Dielectric behavior of graphite, with assimilation of the AC permittivity, DC polarization and DC electret

Abstract

The dielectric behavior of polycrystalline graphite is addressed by assimilating the DC electric polarization, AC permittivity, DC electret behavior, and their grain-size dependence. The AC-permittivity-related polarization is weaker than the DC-electret-related polarization, involving fewer carriers, because the depolarization is slower than polarization. The DC-current-induced polarization is even weaker than the AC-permittivity-related polarization, involving even fewer carriers. A decrease in the grain size increases the fraction of carriers that participate in the DC-polarization/AC-permittivity/DC-electret through carrier-atom interaction at the grain boundaries, thereby increasing the permittivity and the electret's electric field.
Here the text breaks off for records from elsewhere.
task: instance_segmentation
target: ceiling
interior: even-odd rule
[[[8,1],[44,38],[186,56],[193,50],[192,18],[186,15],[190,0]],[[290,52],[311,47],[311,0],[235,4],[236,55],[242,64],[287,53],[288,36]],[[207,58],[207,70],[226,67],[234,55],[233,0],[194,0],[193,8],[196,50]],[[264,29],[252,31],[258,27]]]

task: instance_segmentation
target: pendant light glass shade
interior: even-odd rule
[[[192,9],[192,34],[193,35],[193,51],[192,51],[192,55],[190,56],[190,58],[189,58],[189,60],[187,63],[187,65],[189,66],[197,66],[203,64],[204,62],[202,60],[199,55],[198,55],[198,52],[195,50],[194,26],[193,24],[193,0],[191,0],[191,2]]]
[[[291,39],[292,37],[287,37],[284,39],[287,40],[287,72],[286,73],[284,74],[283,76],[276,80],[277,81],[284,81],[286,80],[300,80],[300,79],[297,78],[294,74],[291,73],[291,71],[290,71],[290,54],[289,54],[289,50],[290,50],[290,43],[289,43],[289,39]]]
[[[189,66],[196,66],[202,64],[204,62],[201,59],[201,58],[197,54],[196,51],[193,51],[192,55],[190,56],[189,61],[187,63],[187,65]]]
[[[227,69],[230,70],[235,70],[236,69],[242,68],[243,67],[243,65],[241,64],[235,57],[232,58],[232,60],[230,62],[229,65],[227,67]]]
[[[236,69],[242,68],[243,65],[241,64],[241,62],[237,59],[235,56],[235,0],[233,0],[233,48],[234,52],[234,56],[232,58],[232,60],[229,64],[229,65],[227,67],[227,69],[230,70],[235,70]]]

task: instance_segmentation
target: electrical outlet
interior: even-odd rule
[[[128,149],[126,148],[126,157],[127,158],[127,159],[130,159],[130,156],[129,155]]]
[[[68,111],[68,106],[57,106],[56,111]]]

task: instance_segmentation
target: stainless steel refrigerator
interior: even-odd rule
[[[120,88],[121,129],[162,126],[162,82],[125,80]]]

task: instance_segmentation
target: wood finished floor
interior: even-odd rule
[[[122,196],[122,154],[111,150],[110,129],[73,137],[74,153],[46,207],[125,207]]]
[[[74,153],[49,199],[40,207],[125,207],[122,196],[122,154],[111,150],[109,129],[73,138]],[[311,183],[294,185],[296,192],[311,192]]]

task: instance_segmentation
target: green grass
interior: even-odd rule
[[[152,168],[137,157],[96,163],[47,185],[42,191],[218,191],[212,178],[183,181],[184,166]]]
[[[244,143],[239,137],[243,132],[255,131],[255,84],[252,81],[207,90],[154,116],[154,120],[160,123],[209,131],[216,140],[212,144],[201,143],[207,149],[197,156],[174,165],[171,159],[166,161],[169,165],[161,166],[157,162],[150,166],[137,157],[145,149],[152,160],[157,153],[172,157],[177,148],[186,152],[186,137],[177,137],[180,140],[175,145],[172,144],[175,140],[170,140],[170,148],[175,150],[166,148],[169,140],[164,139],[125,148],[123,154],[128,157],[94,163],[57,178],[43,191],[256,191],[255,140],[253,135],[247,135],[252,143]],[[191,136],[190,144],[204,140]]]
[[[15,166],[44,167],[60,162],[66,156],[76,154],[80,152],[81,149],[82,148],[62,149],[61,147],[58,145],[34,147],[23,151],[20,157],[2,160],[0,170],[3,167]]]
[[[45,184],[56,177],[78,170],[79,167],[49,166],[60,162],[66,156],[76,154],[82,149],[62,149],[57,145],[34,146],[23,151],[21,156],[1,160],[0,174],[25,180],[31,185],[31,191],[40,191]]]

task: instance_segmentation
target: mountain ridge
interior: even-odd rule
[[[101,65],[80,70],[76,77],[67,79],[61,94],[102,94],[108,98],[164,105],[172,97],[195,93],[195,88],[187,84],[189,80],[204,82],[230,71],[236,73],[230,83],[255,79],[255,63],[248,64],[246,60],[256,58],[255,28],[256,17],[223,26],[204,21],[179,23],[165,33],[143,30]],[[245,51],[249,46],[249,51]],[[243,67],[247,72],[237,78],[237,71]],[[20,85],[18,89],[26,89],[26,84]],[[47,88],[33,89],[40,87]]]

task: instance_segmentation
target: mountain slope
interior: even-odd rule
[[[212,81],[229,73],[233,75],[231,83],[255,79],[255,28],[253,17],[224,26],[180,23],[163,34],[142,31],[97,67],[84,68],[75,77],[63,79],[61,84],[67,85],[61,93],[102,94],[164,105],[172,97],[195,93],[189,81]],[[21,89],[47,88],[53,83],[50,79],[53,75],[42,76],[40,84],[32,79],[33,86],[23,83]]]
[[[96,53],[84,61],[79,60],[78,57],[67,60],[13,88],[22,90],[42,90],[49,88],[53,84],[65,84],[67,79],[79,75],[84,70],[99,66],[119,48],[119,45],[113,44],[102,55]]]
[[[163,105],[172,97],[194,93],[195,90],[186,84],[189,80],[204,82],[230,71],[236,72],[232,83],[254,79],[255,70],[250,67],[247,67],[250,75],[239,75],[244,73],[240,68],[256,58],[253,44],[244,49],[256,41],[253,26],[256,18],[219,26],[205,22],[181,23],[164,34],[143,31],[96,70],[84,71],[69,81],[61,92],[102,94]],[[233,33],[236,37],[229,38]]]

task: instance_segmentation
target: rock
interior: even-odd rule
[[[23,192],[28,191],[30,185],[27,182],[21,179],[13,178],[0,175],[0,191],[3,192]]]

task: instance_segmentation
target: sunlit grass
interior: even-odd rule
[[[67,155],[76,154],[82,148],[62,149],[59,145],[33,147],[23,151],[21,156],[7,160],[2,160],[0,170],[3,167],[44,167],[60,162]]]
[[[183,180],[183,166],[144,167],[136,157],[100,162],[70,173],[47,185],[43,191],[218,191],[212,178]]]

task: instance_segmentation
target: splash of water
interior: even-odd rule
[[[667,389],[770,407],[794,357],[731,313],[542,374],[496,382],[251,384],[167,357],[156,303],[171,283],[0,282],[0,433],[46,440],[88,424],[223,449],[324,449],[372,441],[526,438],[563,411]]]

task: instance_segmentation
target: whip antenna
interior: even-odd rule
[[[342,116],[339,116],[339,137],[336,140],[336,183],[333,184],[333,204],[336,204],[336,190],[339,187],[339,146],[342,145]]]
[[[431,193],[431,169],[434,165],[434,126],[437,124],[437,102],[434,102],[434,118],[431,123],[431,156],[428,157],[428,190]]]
The electric field increases with increasing resistivity and increasing inter-electrode distance l. DC-polarization/DC-depolarization and electret discharge/charge are faster for a smaller grain size. Both electric field and the reciprocal of the capacitance increase linearly with l, suggesting a model of dipoles in series. The amount of charge at each end of the overall dipole is greater for a smaller grain size, while the discharge time per unit electret-participating charge is shorter. In spite of the decrease in the fraction of carriers that participate with increasing l, the electret energy density is much increased by increasing l, because it depends on the power density and discharge time, both of which increase with l.